Drostdy Hof Sauvignon Blanc 2012

Colour: Brilliant clear with a greenish tint
Bouquet: Aromas of litchis, gooseberries, green figs and freshly cut grass.
Taste: Crisp acidity, passion fruit and gooseberries on the palate with a well balanced and lasting aftertaste.

An ideal companion for fish and poultry dishes.

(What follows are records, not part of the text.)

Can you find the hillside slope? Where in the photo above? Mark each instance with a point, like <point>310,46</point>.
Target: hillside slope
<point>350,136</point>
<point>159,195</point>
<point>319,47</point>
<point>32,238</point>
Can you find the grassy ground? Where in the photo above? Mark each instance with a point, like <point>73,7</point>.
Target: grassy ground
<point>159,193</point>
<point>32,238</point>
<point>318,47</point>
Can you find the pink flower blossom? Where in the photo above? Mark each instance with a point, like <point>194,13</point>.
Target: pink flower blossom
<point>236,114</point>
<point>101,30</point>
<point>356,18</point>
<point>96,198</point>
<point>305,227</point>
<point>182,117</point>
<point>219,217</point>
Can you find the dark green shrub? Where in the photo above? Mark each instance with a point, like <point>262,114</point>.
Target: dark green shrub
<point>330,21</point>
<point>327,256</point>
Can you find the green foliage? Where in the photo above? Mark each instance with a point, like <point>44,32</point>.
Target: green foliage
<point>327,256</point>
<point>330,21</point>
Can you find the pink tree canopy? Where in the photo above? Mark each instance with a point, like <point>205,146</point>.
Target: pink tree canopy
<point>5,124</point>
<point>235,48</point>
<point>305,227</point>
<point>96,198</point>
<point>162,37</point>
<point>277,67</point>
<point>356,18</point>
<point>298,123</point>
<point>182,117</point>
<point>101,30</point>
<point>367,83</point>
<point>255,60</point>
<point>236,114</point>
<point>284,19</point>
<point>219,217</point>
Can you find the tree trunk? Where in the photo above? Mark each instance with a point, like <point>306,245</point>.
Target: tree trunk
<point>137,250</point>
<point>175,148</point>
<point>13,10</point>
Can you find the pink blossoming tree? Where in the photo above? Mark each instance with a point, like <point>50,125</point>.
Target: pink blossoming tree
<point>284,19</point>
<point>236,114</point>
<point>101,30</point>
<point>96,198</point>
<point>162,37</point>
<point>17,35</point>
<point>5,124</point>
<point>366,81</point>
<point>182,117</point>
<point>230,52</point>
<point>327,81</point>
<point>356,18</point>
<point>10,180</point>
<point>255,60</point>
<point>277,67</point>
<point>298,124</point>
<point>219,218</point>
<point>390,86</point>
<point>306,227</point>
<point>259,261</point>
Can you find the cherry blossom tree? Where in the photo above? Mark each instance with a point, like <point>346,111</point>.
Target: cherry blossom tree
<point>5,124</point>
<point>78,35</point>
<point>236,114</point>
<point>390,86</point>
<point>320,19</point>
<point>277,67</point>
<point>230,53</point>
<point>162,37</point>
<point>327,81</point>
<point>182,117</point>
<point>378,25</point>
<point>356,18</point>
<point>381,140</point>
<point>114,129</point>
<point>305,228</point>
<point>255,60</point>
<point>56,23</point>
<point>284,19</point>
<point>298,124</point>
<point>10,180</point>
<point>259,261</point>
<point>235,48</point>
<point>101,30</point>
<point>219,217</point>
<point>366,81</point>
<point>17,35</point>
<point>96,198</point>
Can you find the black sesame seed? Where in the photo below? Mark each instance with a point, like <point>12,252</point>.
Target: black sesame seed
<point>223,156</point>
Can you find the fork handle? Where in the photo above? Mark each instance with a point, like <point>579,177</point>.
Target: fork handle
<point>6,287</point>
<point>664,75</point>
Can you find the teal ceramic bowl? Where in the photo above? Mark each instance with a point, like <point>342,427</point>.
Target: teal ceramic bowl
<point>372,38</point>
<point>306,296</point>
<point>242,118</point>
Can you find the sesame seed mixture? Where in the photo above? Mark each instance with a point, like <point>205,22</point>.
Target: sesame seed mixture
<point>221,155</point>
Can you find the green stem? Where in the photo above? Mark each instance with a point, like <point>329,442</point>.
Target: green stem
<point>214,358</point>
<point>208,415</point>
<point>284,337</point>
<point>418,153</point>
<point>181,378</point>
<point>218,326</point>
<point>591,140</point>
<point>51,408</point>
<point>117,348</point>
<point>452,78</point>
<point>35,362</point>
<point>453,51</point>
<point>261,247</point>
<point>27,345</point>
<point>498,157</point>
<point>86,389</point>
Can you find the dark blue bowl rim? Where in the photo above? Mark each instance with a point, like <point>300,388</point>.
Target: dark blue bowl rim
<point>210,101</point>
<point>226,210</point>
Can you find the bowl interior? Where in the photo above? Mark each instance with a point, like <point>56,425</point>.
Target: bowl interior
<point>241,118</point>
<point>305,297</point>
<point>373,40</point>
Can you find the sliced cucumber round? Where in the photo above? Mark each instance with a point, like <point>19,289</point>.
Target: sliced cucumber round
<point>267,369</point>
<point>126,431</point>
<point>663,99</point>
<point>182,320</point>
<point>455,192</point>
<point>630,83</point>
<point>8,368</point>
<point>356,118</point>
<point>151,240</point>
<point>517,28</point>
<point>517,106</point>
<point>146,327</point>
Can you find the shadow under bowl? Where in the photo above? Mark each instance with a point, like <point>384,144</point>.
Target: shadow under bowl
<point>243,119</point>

variety : Sauvignon Blanc [ 100% Sauvignon Blanc ]
winemaker : Elize Coetzee
wine of origin : 
analysis : alc : 12.0 % vol  rs : 6.35 g/l  pH : 3.30  ta : 6.28 g/l  
type : White  
pack : Bottle  size : 0  closure : Cork  

in the vineyard : Background
The first settlers at the Cape to arrive from Europe came from the Netherlands in 1652 under the auspices of the Dutch East India Company. As farmers began moving away from the more settled areas of Cape Town and Stellenbosch during the 18th and 19th centuries, local courts were established in newer towns to maintain links with the chief governing authorities. The district of Tulbagh, about 120kms from Cape Town, was established in 1804.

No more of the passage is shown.